Auch wenn diese Heart-Team-Besprechungen zeitaufwendig sind, so fördert diese gelebte Interdisziplinarität ganz entscheidend die Behandlungsqualität für unsere Herzpatientinnen und -patienten. Gemeinsame Besprechungen hat es natürlich schon immer gegeben, jedoch wird diese Teambesprechung jetzt zunehmend in den Behandlungsablauf integriert und ist teilweise sogar leitliniengerechter Bestandteil einer adäquaten Therapiefindung.
Nicht immer sind alle unsere Mitstreiter von diesem Heart-Team-Gedanken überzeugt, wir sind aber ziemlich sicher, dass wir meistens nur durch eine gemeinsame, oft multidisziplinäre Absprache und Diskussion, die beste Therapieempfehlung finden können – zum Wohle unserer Patientinnen und Patienten.
Prof. Dr. Matthias Pauschinger, Prof. Dr. Theodor Fischlein, Klinikum Nürnberg
Göttingen
Heart-Team ist unverzichtbar
Der Einsatz eines Heart-Teams ist eine Level I-Empfehlung der Leitlinien der Europäischen Gesellschaft für Kardiologie (ESC) und eine Forderung des Gemeinsamen Bundesausschusses (G-BA) zur Qualitätssicherung bei Herzklappeninterventionen.
Aus Sicht der Herzmedizin Göttingen ist das Heart-Team unverzichtbar und aus dem klinischen Alltag nicht wegzudenken. Es stellt eine wichtige Struktur im Sinne der Qualität der Patientenversorgung für die meisten interventionellen und operativen Herzeingriffe dar, im Hinblick auf Indikations-, Prozess- und Ergebnisqualität.
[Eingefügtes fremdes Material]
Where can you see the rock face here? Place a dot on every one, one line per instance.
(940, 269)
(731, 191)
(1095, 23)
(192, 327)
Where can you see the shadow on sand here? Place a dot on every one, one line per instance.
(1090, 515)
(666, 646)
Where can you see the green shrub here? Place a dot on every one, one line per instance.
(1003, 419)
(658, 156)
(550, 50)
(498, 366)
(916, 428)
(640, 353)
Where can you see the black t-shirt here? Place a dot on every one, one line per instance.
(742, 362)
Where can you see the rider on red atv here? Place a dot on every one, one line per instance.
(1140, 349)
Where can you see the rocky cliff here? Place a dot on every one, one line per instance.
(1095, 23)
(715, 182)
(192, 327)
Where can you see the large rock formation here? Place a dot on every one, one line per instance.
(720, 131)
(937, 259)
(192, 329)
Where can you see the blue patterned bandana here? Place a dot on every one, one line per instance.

Das Heart-Team wird in Göttingen bei allen Indikationsstellungen zu interventionellen/operativen Verfahren bei strukturellen Herzerkrankungen, Herzinsuffizienz und bei Patientinnen und Patienten mit komplexem chronischem Koronarsyndrom tätig. Das Heart-Team (Kardiologie, Kardiochirurgie, Anästhesiologie) visitiert als Gruppe alle betroffenen Patienten. Es erläutert der Patientin oder dem Patienten Thematik und Problematik und schlägt das individuell am besten geeignete Verfahren vor, welches dann gemeinsam erörtert wird. In dieser Konstellation ist das Heart-Team eine fest etablierte Einrichtung der Krankenversorgung in der Herzmedizin der Universitätsmedizin Göttingen.